Ela é nativa do Sul do Brasil, mas é mais conhecida pelos consumidores da Europa, Estados Unidos, Japão e Oceania. Ela até pode ser encontrada em boas frutarias da cidade de São Paulo, entre março e maio. Mas só na versão importada da Colômbia, cuja produção só perde para a da Nova Zelândia (embora em nenhum dos dois países ela cresça naturalmente).

Ela é conhecida como feijoa (Acca sellowiana), embora nada tenha a ver com o feijão. Também atende por goiaba-serrana, goiaba-crioula,
araçá-do-rio-grande, goiaba-abacaxi, goiaba-ananás ou, em inglês, pineapple guava e fig guava.

Trata-se de uma fruta oval, de 5 centímetros, casca verde e polpa branca macia, da família das mirtáceas. Aparentada, portanto, com a jabuticaba, a pitanga e a goiaba. Mas não com o abacaxi, apesar dos apelidos (derivados de seu sabor agradável, descrito como uma indefinida mistura de lembranças boas).

Como toda fruta, a feijoa tem suas qualidades de alimento funcional: muita vitamina C; fósforo; magnésio; sódio; cálcio e uma bela dose de potássio, bom para combater câimbras e dar tonicidade aos músculos. Diferente do resto, porém, ela tem ainda um alto teor de iodo, componente importante dos hormônios secretados pela tireóide, responsáveis pelo equilíbrio do metabolismo em nosso organismo. A carência de iodo leva ao desenvolvimento de uma doença chamada bócio e é por isso que o elemento é acrescentado artificialmente ao sal que consumimos.

As qualidades únicas da feijoa não param por aí. De acordo com pesquisas desenvolvidas sobretudo na Itália, sua polpa é antioxidante (ajuda a “segurar” o envelhecimento) e antimicrobiana (combate bactérias e fungos). Uma pesquisa realizada no Japão vai mais além, atribuindo ao consumo da fruta o poder de modular a imunidade intestinal e reduzir a tolerância oral. Os japoneses testaram a polpa ao natural e uma versão in vitro digerida e, em ambos os casos, os polifenóis presentes na feijoa reduziram a secreção de TGF-beta pelo intestino. TGF-beta é uma proteína comum em todo nosso organismo, mas sua secreção em excesso está associada ao crescimento de células cancerosas.

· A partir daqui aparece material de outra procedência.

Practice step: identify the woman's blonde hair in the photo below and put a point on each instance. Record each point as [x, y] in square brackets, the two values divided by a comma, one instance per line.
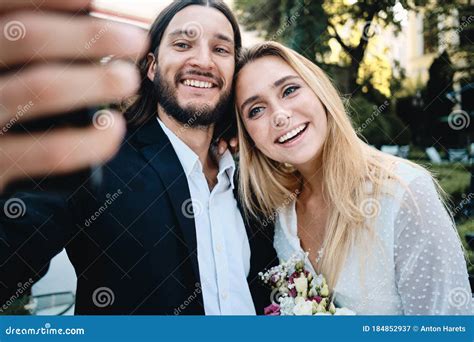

Traduzindo para o português claro, isso torna a feijoa uma aliada importante na prevenção e no tratamento de certos tipos de câncer e doenças auto imunes, ou seja, doenças causadas pelo mau funcionamento do sistema imunológico (quando nossas “armas” de defesa atacam o próprio organismo).

Com tantos benefícios passíveis de se obter com o simples consumo da fruta – ou de doces, sucos e sorvetes feitos com sua polpa – é de se perguntar por que a grande maioria dos brasileiros não conhece a feijoa. Parte da dificuldade está no fato de a espécie não estar bem domesticada e os frutos não resistirem à armazenagem por mais de 2 a 3 semanas, explica o agrônomo e doutor em genética, Onofre Rubens Nodari, da Universidade Federal de Santa Catarina (UFSC), principal pesquisador da espécie no Brasil.

Com a contribuição de seus orientandos de pós-graduação em Recursos Genéticos Vegetais e algumas parcerias com a Embrapa, Nodari trabalha na caracterização, na conservação e no melhoramento da feijoa desde 1985. Segundo ele, a pesquisa com a espécie, no Brasil, teve início na Empresa de Pesquisa Agropecuária e Extensão Rural de Santa Catarina (Epagri/SC) com o francês Jean Pierre Ducroquet, hoje aposentado. A agrônoma Karine dos Santos dá continuidade às estas pesquisas pela Epagri, sendo que a empresa já dispõe de 4 cultivares de feijoa adequadas para plantio no estado.

Na UFSC, Nodari coordena um programa de melhoramento genético participativo, em parceria com duas dezenas de agricultores gaúchos dos municípios de Ipê e Antonio Prado (RS) que já cultivavam tradicionalmente a planta. “Fizemos um estudo no qual eles identificaram as qualidades e os problemas de cada pé de feijoa selecionado e apontaram os melhoramentos desejados”, conta o pesquisador. “Hoje estamos devolvendo as mudas melhoradas a estes agricultores, para início de um plantio comercial, visando o mercado nacional”.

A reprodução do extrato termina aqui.